Autre récriminations : l’usage disproportionné de la force, par la police anti-émeute, lors de manifestations pacifiques. « La police se doit de protéger les manifestants contre les intrus. Alors qu’en Mauritanie, les forces de police répriment les manifestants pacifiques ».  Pour maître M’baye, c’est une obligation de l’État de protéger les citoyens. Les plaintes pour torture sont classées sans suite et les réquisitions de médecin, en cas d’allégations de sévices, sont systématiquement rejetées, par le Parquet. Les médecins ont une peur bleue de délivrer des certificats médicaux ou de décès, lors  de mort suite à un emprisonnement ou arrestation. « Le fossé se creuse, entre les populations et les autorités », déplore Ousmane Touré. Malheureusement, la Société civile censée jouer le rôle de tampon et de contrepouvoir n’existe pas. La loi relative à la Société civile n’a pas été promulguée. Et les défenseurs des droits humains sont considérés, à l’instar des militants de l’ MDH,  sont considérés comme des opposants

 

Niet catégorique

« La situation des lieux de privation de liberté́ ne s'est pas améliorée. Particulièrement alertée, ces derniers mois, l'AMDH s'inquiète de la situation des détenus et personnes interpellées. En contradiction avec les instruments nationaux et internationaux ratifiés par la Mauritanie, les plaintes concernant les allégations de torture ne sont pas prises en compte par les autorités judiciaires compétentes et font souvent l’objet d’un classement sans suite. […] En outre, l'accès aux lieux de détention est désormais impossible, pour les différents acteurs de la Société civile mauritanienne. Depuis 2017, l'AMDH n'a obtenu  aucune autorisation en ce sens, malgré ses multiples démarches et courriers adressés aux services compétents des ministères de la Justice et de l’intérieur, renseigne le communiqué.
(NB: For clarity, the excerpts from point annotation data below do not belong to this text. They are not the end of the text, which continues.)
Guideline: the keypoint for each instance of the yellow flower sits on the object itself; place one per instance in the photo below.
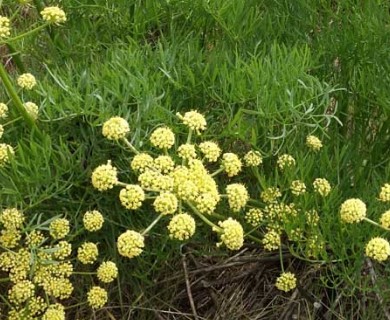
(3, 110)
(87, 253)
(378, 249)
(206, 202)
(97, 297)
(115, 128)
(5, 30)
(270, 195)
(131, 196)
(9, 238)
(12, 218)
(384, 195)
(194, 120)
(385, 219)
(231, 163)
(322, 186)
(181, 227)
(162, 138)
(21, 292)
(107, 272)
(165, 203)
(59, 228)
(186, 151)
(254, 216)
(286, 282)
(53, 15)
(164, 164)
(54, 312)
(93, 220)
(297, 187)
(237, 196)
(353, 210)
(64, 249)
(32, 109)
(5, 152)
(104, 177)
(232, 234)
(210, 150)
(313, 143)
(271, 240)
(130, 244)
(26, 81)
(285, 161)
(253, 159)
(141, 162)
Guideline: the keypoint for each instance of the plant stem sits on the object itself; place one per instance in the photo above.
(17, 102)
(202, 217)
(375, 224)
(127, 142)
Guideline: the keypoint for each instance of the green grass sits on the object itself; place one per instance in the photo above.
(265, 74)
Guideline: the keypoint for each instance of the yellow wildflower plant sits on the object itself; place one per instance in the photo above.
(26, 81)
(53, 15)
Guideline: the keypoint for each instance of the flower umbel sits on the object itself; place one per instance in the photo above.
(130, 244)
(53, 15)
(353, 210)
(286, 281)
(378, 249)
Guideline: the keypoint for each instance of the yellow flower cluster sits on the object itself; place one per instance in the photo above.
(297, 187)
(254, 216)
(285, 161)
(186, 151)
(115, 128)
(12, 218)
(210, 150)
(385, 219)
(253, 159)
(384, 194)
(32, 109)
(286, 282)
(378, 249)
(164, 164)
(165, 203)
(237, 196)
(104, 177)
(5, 30)
(322, 186)
(107, 272)
(181, 227)
(270, 195)
(59, 228)
(87, 253)
(141, 162)
(26, 81)
(232, 234)
(194, 120)
(3, 110)
(54, 312)
(130, 244)
(93, 220)
(313, 143)
(5, 152)
(353, 210)
(162, 138)
(97, 297)
(231, 163)
(131, 196)
(271, 240)
(53, 15)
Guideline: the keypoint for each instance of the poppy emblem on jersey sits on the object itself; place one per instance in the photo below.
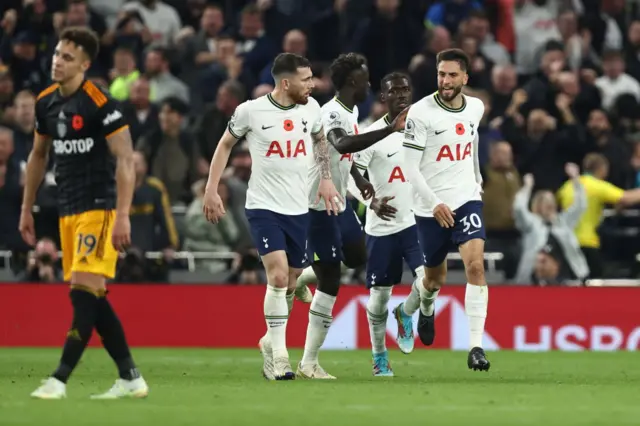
(77, 122)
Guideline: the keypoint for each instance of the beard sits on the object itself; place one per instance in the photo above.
(448, 98)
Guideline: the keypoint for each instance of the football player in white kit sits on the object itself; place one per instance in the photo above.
(441, 161)
(391, 233)
(334, 239)
(283, 129)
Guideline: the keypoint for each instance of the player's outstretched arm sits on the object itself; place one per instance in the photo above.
(327, 189)
(347, 144)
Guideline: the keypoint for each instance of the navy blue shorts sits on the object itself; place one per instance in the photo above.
(385, 255)
(328, 233)
(274, 231)
(435, 241)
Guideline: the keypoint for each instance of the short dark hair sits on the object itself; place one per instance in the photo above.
(396, 75)
(176, 104)
(288, 63)
(83, 37)
(343, 66)
(456, 55)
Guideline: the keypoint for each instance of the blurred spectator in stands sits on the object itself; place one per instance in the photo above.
(602, 140)
(161, 19)
(252, 44)
(477, 26)
(450, 14)
(152, 226)
(202, 236)
(163, 83)
(171, 152)
(543, 226)
(25, 120)
(504, 81)
(212, 122)
(21, 55)
(632, 49)
(248, 271)
(615, 81)
(140, 113)
(295, 41)
(10, 194)
(124, 73)
(599, 193)
(422, 68)
(6, 95)
(388, 39)
(535, 25)
(42, 264)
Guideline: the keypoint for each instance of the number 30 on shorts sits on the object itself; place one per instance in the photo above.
(472, 220)
(86, 244)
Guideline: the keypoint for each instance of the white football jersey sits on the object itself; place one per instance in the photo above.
(334, 116)
(446, 138)
(281, 150)
(384, 161)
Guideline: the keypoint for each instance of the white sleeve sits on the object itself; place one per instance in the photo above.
(240, 121)
(415, 141)
(362, 162)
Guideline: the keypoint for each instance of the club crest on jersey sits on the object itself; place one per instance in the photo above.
(61, 126)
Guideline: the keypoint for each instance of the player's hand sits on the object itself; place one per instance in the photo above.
(528, 180)
(444, 215)
(121, 236)
(382, 209)
(332, 200)
(398, 123)
(366, 189)
(572, 170)
(213, 207)
(27, 228)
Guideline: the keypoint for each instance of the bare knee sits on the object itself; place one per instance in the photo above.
(435, 277)
(475, 271)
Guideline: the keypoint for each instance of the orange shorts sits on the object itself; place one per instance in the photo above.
(85, 239)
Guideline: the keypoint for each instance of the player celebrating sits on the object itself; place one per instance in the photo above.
(333, 238)
(441, 161)
(279, 128)
(388, 242)
(86, 129)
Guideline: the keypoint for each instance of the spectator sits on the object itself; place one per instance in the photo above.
(42, 266)
(123, 74)
(599, 193)
(171, 152)
(161, 19)
(163, 83)
(140, 113)
(543, 226)
(152, 225)
(615, 81)
(213, 121)
(224, 237)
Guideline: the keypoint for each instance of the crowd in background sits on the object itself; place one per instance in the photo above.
(559, 79)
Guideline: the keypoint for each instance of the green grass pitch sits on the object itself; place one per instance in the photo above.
(224, 387)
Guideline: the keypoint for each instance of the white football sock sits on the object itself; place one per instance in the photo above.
(289, 298)
(377, 313)
(276, 315)
(476, 299)
(319, 322)
(307, 277)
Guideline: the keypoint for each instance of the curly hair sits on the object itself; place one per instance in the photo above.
(343, 66)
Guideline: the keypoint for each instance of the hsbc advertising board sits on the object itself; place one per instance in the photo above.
(520, 318)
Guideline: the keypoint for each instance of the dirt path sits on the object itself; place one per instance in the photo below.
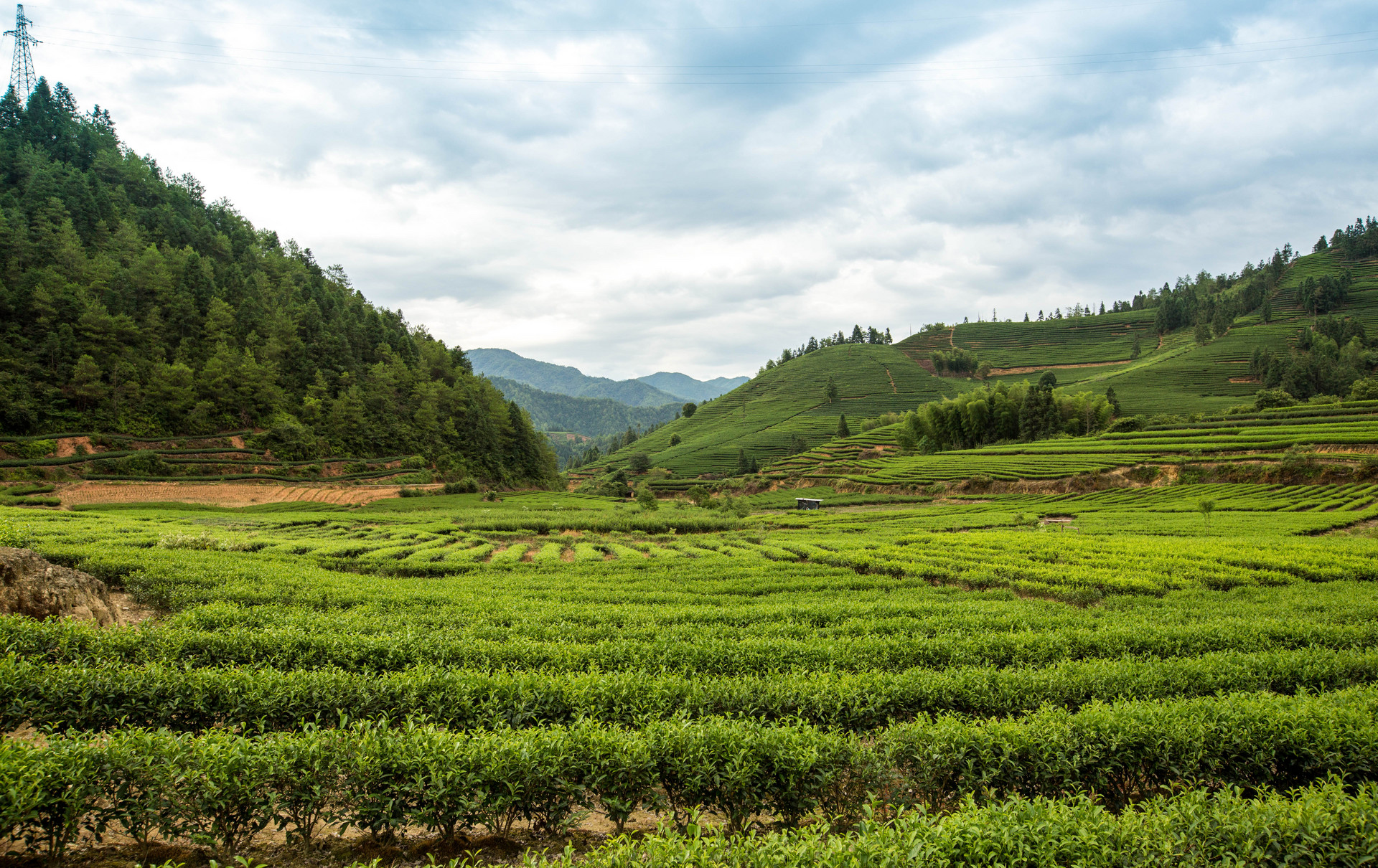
(221, 494)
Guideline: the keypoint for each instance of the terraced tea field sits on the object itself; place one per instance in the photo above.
(431, 674)
(1344, 434)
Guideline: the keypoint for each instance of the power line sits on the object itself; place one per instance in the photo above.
(1067, 60)
(657, 28)
(644, 77)
(21, 69)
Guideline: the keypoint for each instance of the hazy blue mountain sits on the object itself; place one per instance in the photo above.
(690, 389)
(566, 381)
(550, 411)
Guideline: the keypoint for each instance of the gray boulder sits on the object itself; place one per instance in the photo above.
(34, 588)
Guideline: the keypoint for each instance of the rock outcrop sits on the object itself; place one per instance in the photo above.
(34, 588)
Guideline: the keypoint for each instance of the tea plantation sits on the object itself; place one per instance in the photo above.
(1112, 676)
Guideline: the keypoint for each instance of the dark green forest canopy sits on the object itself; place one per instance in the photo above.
(131, 305)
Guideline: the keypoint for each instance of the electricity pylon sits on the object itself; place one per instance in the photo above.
(21, 72)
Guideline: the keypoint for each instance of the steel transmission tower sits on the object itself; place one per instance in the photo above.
(21, 72)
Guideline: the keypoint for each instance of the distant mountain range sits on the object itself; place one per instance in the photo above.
(690, 389)
(652, 390)
(589, 416)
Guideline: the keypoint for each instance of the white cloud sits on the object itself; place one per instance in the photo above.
(567, 184)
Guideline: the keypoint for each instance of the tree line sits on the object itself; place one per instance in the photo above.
(133, 305)
(1006, 412)
(871, 335)
(1328, 357)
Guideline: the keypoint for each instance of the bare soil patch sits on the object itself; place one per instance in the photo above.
(222, 494)
(1036, 368)
(68, 447)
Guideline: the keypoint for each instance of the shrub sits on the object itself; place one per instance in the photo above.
(467, 486)
(699, 495)
(14, 535)
(1364, 390)
(1143, 473)
(289, 440)
(1268, 399)
(1126, 423)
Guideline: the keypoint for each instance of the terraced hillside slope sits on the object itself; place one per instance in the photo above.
(546, 671)
(1307, 440)
(1173, 375)
(764, 416)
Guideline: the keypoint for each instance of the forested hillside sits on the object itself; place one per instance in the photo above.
(131, 305)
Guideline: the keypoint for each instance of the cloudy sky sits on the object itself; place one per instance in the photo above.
(692, 187)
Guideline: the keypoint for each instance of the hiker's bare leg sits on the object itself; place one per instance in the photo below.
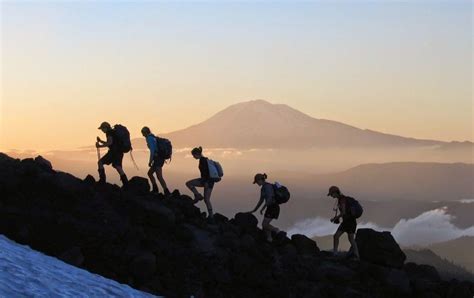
(207, 199)
(102, 177)
(336, 237)
(354, 247)
(123, 177)
(159, 174)
(192, 184)
(119, 170)
(152, 179)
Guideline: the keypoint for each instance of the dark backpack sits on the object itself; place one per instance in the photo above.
(164, 148)
(122, 137)
(282, 194)
(354, 208)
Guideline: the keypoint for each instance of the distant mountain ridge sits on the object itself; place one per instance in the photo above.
(260, 124)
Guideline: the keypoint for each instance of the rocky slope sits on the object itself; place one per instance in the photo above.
(165, 246)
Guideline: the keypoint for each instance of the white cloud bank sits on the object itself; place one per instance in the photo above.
(427, 228)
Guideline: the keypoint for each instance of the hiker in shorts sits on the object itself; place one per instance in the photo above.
(113, 157)
(271, 208)
(155, 162)
(349, 222)
(205, 181)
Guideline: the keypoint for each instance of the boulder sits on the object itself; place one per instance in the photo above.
(379, 248)
(304, 245)
(73, 256)
(398, 280)
(143, 266)
(44, 163)
(89, 180)
(138, 185)
(246, 221)
(219, 218)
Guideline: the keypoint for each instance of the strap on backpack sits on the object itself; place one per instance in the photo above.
(133, 160)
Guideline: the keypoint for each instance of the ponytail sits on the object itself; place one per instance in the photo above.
(197, 150)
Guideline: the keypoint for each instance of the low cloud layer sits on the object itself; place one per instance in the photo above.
(427, 228)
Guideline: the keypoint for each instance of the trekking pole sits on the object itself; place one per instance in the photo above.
(98, 150)
(133, 160)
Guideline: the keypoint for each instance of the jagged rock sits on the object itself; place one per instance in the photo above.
(44, 163)
(304, 245)
(143, 266)
(246, 221)
(219, 218)
(398, 280)
(138, 185)
(73, 256)
(379, 248)
(89, 180)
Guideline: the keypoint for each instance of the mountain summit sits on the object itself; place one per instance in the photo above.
(260, 124)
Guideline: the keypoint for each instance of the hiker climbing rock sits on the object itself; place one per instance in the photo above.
(350, 210)
(271, 196)
(160, 151)
(211, 172)
(118, 142)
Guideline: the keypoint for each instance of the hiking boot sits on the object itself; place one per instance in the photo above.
(198, 197)
(102, 178)
(124, 180)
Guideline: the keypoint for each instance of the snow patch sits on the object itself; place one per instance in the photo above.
(28, 273)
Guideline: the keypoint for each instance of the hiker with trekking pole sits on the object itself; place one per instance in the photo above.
(350, 209)
(118, 142)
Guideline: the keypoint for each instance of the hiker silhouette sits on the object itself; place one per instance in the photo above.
(117, 147)
(160, 150)
(350, 210)
(210, 172)
(270, 205)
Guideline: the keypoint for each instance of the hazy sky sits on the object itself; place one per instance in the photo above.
(402, 68)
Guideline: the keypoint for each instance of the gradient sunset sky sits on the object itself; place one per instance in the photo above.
(397, 67)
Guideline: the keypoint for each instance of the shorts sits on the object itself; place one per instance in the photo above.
(112, 157)
(273, 211)
(348, 225)
(157, 163)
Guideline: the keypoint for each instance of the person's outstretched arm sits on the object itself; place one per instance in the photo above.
(106, 143)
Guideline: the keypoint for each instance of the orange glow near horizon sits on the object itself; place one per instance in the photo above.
(169, 68)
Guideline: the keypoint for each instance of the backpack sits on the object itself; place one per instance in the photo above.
(122, 137)
(355, 208)
(215, 170)
(164, 148)
(282, 194)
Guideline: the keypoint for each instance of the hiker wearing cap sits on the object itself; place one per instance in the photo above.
(156, 161)
(270, 206)
(113, 157)
(349, 222)
(205, 181)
« Le projet « État de droit » initié fin 2017 se retrouve bloqué », se désole Pierre. Car 70% des activités de soutien juridique aux personnes exposées à  l’extrême vulnérabilité sont programmés dans les lieux de détention. Le français et ces collègues s’interrogent  sur les raisons de ce blocage. « Les différentes demandes d’accès aux lieux de détention ont  pris des chemins tortueux », remarque Touré. « Ce refus  est inquiétant. Les prisons sont des lieux de torture par excellence et c’est symptomatique d’une dégradation qui ne dit pas son nom ». Le projet « État de droit » entend fournir un soutien juridique, en plusieurs prisons et quartiers déshérités de Nouakchott. « Par son seul silence, la direction des services pénitenciers durcit la procédure d’accès aux lieux de détention. Face à cette situation de non-droit, l'AMDH exige la fin immédiate de ce blocus, pour permettre, aux détenus, de bénéficier des aides juridiques et judiciaires nécessaires ».

Le SG de l’AMDH, Amadou M’Bow, abonde dans le même sens : « C’est un signe fort d’un recul des acquis, avec, notamment, la requête formulée, par diverses organisations internationales, pour une  rétrogradation de la Commission nationale des droits de l’homme du statut A à celui de B. Cette forte demande montre la suffisance et  l’incompétence de la CNDH ». Convaincue que la Société́ civile est un des piliers d'une démocratie qui progresse, l'AMDH s'inquiète, également, des restrictions adressées à l'égard des organisations de protection des droits de l'Homme et des défenseurs de droits humains. « La fondation d'association », constate enfin le communiqué, « est soumise à un régime d'autorisation qui ne respecte pas le Pacte International des Droits Civils et Politiques, signé et ratifié par la Mauritanie. Au surplus, la possibilité de se réunir est également soumise à ce régime et les évènements organisés par la Société́ civile sont, désormais, systématiquement refusés ».